La découverte d’une mine est souvent due au hasard, mais la recherche s’appuie sur l’étude de la géologie, des indices de surface, de l’étymologie locale et des légendes. L’évaluation de la richesse d’un gisement nécessite des travaux de recherche (puits, travers-bancs, galeries) et des estimations du volume de minerai utile. Les frais de démarrage d’une exploitation sont énormes (voies d’accès, déblais, installations, logements, transport). Les travaux d’exploitation ne commencent qu’après ces études.
Le traitement du minerai ne s’arrêtait pas à son extraction ; il consistait généralement à séparer le minerai utile de la gangue (stérile), par lessivage et flottation après concassage.
Autres gisements importants
Outre La Gardette et Les Chalanches, plusieurs autres sites et régions d’Oisans et des environs sont mentionnés :
— Combe de la Vaudaine/La Fare : exploitation attribuée aux Sarrazins, puis visitée par Schreiber en 1778. On y trouvait de la galène argentifère, de la chalcopyrite, de la sidérite et de la limonite.
— Rochetaillée : ancienne exploitation du milieu du XIXe siècle sur un énorme filon de quartz blanc. On y récoltait pyrite, limonite, stibine (rare), stibiconite, hématite, soufre.

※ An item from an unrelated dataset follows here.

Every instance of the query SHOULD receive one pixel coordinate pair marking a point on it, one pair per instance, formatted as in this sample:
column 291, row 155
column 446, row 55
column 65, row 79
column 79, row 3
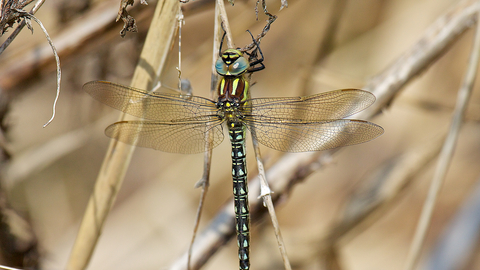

— La Rampe des Commères/Rivoire/Auris : célèbre pour avoir fourni les meilleurs échantillons d’axinite au monde, mis à jour notamment lors du traçage de la route. Schreiber découvrit l’axinite et la préhnite dans ce secteur.
— Oulle : mines travaillées depuis fort longtemps, rattachées à l’exploitation d’Ournon en 1746 pour le plomb argentifère. Schreiber y travailla la galène vers 1785 pour aider à la fonte du minerai des Chalanches. La Société des Mines d’Allemont et des Hautes Alpes y travailla au XIXe siècle. L’origine de la production reste une petite énigme, mais le filon Hercule fut exploité.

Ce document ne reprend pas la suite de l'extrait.